Knowledge acquisition for discrete event systems
using machine learning
Knowledge acquisition for an understanding of discrete event simulation
systems is a difficult task. Machine Learning has been investigated to help
in the knowledge acquisition process. Our approach involves consultation
with a domain expert, and the use of discrete event simulation models and
machine learning as tools for the intelligent analysis of simulated systems.
Current methods for the analysis and interpretation of such systems are
restricted to statistical techniques that say much about the reliability of
an output, but little about the output inter connectivity.
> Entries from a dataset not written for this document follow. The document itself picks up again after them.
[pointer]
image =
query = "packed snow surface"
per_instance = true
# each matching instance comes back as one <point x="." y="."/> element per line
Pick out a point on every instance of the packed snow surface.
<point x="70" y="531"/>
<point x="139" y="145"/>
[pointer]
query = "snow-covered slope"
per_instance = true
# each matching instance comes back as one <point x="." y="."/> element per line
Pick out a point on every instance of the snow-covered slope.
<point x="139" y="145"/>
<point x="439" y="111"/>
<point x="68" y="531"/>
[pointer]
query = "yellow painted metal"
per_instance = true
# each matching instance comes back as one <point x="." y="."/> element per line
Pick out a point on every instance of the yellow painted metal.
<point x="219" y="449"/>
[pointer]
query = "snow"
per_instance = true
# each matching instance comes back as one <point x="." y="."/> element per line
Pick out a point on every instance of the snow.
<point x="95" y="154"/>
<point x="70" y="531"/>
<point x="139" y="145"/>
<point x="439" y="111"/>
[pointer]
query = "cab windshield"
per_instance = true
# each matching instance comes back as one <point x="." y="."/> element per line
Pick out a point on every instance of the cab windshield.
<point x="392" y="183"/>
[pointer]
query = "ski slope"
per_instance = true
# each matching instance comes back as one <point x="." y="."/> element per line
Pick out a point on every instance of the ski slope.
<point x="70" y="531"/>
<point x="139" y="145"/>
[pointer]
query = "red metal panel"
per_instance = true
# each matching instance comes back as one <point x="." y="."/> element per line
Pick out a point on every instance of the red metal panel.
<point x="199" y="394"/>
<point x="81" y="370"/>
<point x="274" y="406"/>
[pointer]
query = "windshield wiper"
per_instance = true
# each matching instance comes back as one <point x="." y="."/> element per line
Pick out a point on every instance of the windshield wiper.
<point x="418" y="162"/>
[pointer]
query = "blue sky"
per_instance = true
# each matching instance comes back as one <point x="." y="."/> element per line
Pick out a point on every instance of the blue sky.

The objective of our work is to improve the ability to interpret the model
to the level of explanation that might loosely be described as
``How the simulated system works''. The new interpretation techniques
are based on knowledge acquisition concerning the system using machine
learning tools. ``How the simulated system works'' is important
for a decision maker's understanding of the system in terms of relationships
between the various parameters, the utilisation of resources
and the location of (potential) bottlenecks. This
sort of understanding is important when managing queuing problems in
production systems, or when planning a new system. The outputs from three
discrete event simulators were processed as machine learning problems. In
these experiments, the simulation outputs were interpreted by two
attribute-based learning programs, namely RETIS and ASSISTANT,
and by an Inductive Logic Programming system, namely MARKUS.
The knowledge gained from the machine learning tools was evaluated
by the domain expert, who considered that this knowledge contributed
to an understanding of the system, and how it might profitably be modified.